There's a lot more leeway in self-publishing that traditional publishing (found a major mistake in your manuscript? Cover not working for you anymore? Simply take it down and re-work it til you're happy!), but even so, I've always been someone who strives to get it right first time. I'm so scared of being a failure before I've even begun. I guess at the end of the day, if I let these doubts overwhelm me, I'll never have the confidence to publish my novel.

It's like anything in life - you don't know until you've tried. But it would be nice to know that I'm not just stumbling my way through everything for once ;).

Tuesday, 27 January 2015

Just a tiny update...

So I have some super exciting - and super terrifying - news for y'all...



I have set a publication date for Synthetica.



The thought makes me want to simultaneously jump for joy and throw up out of nerves.

How? How on earth am I going to fit everything in before my proposed date?? Will the novel actually be ready (i.e. will I wake up the day before and realise the whole thing needs to be trashed and completely rewritten)?? Am I actually capable enough to do all my own promo?? Will anyone even WANT to feature/review my book?? Have I made a serious error and I'm not actually cut out to be a writer at all??

Does this mean that I finally have to admit to the world that I've written a book??


I can't even believe the amount of fears and anxieties I'm experiencing right now - it's about 100 times worse than anything I've felt during an IWSG post....and I haven't even published my book yet.

And yet...it's also strangely exhilarating. I finally have a timeline to complete everything in. I can finally put a plan together for marketing my book. It's finally snapping me into action.

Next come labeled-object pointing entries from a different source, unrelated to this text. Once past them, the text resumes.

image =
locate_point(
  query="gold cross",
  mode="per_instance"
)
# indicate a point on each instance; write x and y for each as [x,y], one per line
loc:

And that is, if I'm completely honest, the real reason why I made the decision to publish my book. Without this deadline, I could go through revision after revision and keep putting off doing the deed with excuse after excuse. But I don't want to do that. I don't want to be a writer who writes, but never has the nerve to publish anything. I want to write, and I want people to read what I've written.

People might hate it. People might (hopefully) love it.

But I'm never going to know what I'm capable of until I actually publish it. It's time for me to stop messing around and get serious about my writing.

So (providing there are no major major catastrophes) pop the date in your diary, folks...

1st April 2015...Synthetica is coming.